With so much excitement, competition in the field can be fierce. Data from large government projects can be a boon to smaller labs, says Clark, but individual investigators and those new to the field need to carve their own niche. “In the face of those big initiatives, smaller labs have the challenge of asking smaller and more unique questions as to the basic mechanisms underlying these epigenetic changes,” she says. Christopher Vakoc, an epigenetics researcher at Cold Spring Harbor Laboratory in New York, notes that the “tiny” lab he started in 2008 directly competed with several big pharmaceutical companies to discover a role for Brd4 — a 'reader' protein that binds to certain modified histones and modulates gene expression — in acute myeloid leukaemia (J. Zuber et al. Nature 478, 524–528; 2011).
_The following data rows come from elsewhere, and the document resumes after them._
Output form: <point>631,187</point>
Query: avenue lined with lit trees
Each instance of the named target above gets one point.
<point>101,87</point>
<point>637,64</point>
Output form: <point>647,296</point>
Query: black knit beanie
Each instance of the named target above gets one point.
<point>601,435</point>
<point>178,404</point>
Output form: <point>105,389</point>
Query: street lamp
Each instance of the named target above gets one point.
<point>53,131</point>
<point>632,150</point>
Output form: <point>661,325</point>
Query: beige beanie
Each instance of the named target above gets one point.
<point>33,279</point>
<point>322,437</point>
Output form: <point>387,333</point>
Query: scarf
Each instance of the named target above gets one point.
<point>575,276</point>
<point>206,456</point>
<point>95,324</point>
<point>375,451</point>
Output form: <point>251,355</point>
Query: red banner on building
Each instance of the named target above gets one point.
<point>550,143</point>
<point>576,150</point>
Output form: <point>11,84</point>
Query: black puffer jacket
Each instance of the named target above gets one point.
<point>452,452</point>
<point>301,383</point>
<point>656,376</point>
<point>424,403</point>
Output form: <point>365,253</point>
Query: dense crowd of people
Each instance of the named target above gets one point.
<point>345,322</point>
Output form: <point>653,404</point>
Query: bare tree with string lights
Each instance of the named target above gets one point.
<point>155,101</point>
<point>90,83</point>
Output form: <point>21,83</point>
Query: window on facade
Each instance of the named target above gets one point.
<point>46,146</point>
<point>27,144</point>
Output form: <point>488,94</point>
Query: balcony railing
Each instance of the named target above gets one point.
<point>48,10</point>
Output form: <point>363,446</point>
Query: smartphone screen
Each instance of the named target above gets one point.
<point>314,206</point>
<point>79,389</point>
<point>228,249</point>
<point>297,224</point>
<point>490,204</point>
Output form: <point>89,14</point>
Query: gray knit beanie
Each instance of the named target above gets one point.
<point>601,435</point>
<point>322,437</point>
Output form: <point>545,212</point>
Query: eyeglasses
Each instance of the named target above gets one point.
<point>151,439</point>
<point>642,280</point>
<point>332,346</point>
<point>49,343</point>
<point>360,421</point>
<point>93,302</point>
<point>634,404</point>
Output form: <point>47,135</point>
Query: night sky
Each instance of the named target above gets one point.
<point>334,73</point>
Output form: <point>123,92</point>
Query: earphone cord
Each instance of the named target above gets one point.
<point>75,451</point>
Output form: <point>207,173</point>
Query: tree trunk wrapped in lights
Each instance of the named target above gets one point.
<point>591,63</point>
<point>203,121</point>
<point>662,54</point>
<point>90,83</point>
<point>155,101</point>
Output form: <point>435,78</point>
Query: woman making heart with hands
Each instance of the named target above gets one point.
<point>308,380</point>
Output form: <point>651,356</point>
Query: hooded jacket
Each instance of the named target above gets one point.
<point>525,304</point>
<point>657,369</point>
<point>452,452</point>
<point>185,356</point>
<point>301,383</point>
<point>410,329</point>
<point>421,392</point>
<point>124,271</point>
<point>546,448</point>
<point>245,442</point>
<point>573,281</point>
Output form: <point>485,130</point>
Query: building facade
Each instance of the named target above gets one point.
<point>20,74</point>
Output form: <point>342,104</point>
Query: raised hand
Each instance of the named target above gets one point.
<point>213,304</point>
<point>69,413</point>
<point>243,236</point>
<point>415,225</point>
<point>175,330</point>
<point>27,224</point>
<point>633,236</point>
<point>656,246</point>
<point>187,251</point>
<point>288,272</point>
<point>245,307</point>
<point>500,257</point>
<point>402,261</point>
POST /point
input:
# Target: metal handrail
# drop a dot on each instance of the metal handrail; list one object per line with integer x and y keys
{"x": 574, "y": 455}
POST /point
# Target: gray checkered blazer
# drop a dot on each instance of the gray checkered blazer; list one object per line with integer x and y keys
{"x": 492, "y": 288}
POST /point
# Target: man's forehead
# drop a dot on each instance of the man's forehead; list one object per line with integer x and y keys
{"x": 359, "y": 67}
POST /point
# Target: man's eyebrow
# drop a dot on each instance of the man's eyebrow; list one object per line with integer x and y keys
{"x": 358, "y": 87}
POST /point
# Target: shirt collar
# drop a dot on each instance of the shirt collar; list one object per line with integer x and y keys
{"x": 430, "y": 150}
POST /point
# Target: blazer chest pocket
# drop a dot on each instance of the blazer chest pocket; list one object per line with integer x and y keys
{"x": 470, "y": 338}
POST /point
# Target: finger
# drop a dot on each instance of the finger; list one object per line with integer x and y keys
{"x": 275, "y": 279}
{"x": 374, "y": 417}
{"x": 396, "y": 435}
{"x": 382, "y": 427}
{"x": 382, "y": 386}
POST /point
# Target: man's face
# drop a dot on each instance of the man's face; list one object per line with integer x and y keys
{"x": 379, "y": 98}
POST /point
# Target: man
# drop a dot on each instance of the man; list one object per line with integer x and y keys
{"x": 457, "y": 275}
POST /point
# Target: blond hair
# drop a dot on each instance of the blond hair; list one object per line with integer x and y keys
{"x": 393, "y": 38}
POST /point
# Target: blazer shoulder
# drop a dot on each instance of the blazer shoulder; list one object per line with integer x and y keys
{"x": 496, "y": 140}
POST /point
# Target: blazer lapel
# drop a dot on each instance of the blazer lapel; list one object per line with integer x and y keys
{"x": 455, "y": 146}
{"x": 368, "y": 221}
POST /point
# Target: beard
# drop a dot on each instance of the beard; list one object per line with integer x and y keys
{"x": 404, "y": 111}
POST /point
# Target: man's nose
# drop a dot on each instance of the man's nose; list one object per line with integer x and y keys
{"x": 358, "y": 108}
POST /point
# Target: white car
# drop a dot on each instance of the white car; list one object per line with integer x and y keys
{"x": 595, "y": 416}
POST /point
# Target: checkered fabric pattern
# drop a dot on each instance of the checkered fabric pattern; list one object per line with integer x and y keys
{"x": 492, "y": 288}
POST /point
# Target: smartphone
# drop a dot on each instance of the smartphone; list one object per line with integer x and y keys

After his team's paper was published, Vakoc heard rumours that ten companies were racing to capitalize on the results.

There is also an intense demand for talent. In particular, epigenetics companies and individual labs need bioinformaticians as sequencing projects continue to dump terabytes of data into public databases (see Nature 482, 263–265; 2012). Although this is an opportunity for job hunters with computational training, it creates challenges for those opening labs for the first time, says Jun Song, a computational biologist who opened his lab at the University of California, San Francisco, in 2009. Song has struggled to compete with bigger labs to recruit graduate students and postdoctoral researchers, who often prefer the proven track-record and extensive connections offered by a well-established principal investigator. “We battle to get a talented bioinformatician,” says Clark. “Everybody wants their own.”
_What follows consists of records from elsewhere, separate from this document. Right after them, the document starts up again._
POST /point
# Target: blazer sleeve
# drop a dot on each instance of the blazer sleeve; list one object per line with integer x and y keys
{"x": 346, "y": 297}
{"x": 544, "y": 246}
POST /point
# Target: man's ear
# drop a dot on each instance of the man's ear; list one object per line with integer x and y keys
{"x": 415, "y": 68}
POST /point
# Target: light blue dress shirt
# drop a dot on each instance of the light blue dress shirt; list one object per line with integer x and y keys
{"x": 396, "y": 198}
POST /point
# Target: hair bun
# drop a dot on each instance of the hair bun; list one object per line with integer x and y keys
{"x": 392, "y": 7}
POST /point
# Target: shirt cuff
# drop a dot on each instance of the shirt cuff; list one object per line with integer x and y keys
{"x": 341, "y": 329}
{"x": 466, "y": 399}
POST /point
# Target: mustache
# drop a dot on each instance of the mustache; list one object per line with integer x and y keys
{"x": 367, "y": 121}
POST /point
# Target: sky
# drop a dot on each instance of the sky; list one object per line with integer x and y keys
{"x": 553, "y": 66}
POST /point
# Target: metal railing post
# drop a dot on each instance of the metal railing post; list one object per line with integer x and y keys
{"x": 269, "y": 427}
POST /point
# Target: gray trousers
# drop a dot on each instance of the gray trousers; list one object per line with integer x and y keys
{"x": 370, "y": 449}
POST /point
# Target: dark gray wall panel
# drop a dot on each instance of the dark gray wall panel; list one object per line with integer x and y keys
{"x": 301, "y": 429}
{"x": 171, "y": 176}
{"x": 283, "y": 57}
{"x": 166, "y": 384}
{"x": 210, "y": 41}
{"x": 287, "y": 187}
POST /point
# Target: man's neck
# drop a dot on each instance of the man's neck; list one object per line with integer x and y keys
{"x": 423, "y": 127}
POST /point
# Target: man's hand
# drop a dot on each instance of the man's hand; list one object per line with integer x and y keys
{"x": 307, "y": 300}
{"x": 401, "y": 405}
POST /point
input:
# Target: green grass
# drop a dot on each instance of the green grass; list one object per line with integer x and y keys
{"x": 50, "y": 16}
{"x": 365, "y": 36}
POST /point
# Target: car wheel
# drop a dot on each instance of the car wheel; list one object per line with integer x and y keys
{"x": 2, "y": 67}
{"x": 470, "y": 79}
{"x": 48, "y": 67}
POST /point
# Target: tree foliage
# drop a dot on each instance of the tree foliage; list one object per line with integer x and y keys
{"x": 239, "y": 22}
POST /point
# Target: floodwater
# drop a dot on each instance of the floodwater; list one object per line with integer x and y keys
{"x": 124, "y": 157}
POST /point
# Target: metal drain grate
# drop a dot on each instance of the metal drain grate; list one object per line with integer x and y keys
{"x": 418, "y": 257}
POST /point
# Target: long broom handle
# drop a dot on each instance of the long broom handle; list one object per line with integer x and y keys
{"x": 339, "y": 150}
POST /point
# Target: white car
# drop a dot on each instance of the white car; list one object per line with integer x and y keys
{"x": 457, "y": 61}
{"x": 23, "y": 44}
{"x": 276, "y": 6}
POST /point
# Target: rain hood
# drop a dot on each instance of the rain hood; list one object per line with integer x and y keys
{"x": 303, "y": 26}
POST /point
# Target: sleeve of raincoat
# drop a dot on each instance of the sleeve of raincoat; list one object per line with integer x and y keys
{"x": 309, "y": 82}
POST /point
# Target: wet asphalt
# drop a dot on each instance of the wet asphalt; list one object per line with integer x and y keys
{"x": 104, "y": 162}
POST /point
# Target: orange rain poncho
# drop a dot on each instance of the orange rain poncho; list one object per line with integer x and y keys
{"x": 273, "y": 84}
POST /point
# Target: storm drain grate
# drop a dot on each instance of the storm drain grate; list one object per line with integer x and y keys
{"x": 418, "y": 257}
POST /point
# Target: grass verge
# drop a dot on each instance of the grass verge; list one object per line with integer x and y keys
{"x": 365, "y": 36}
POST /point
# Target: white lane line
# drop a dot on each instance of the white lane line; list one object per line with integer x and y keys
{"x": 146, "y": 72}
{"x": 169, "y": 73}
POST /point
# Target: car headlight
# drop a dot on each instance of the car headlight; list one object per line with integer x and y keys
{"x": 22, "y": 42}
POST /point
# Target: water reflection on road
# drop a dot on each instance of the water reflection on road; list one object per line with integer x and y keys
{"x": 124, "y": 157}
Ultimately, Song looked outside biology to recruit three postdocs, two of whom he lured away from high-energy particle physics and the third from applied mathematics. Song himself was trained as a physicist, and says that epigenetics and epigenomics offer a range of challenging computational questions that can entice researchers from other fields. “It would be great to have someone already trained in both biology and computation,” he says. “But as biology becomes more quantitative as a field, I also believe that it's important to bring in new computational scientists and train them in biology.”

The opportunity for cross-disciplinary training in epigenetics can be an advantage for bioinformaticians and molecular biologists alike, says Garcia. “It makes you a more well-rounded scientist,” he says. “And that's what you need these days to compete in the job market.”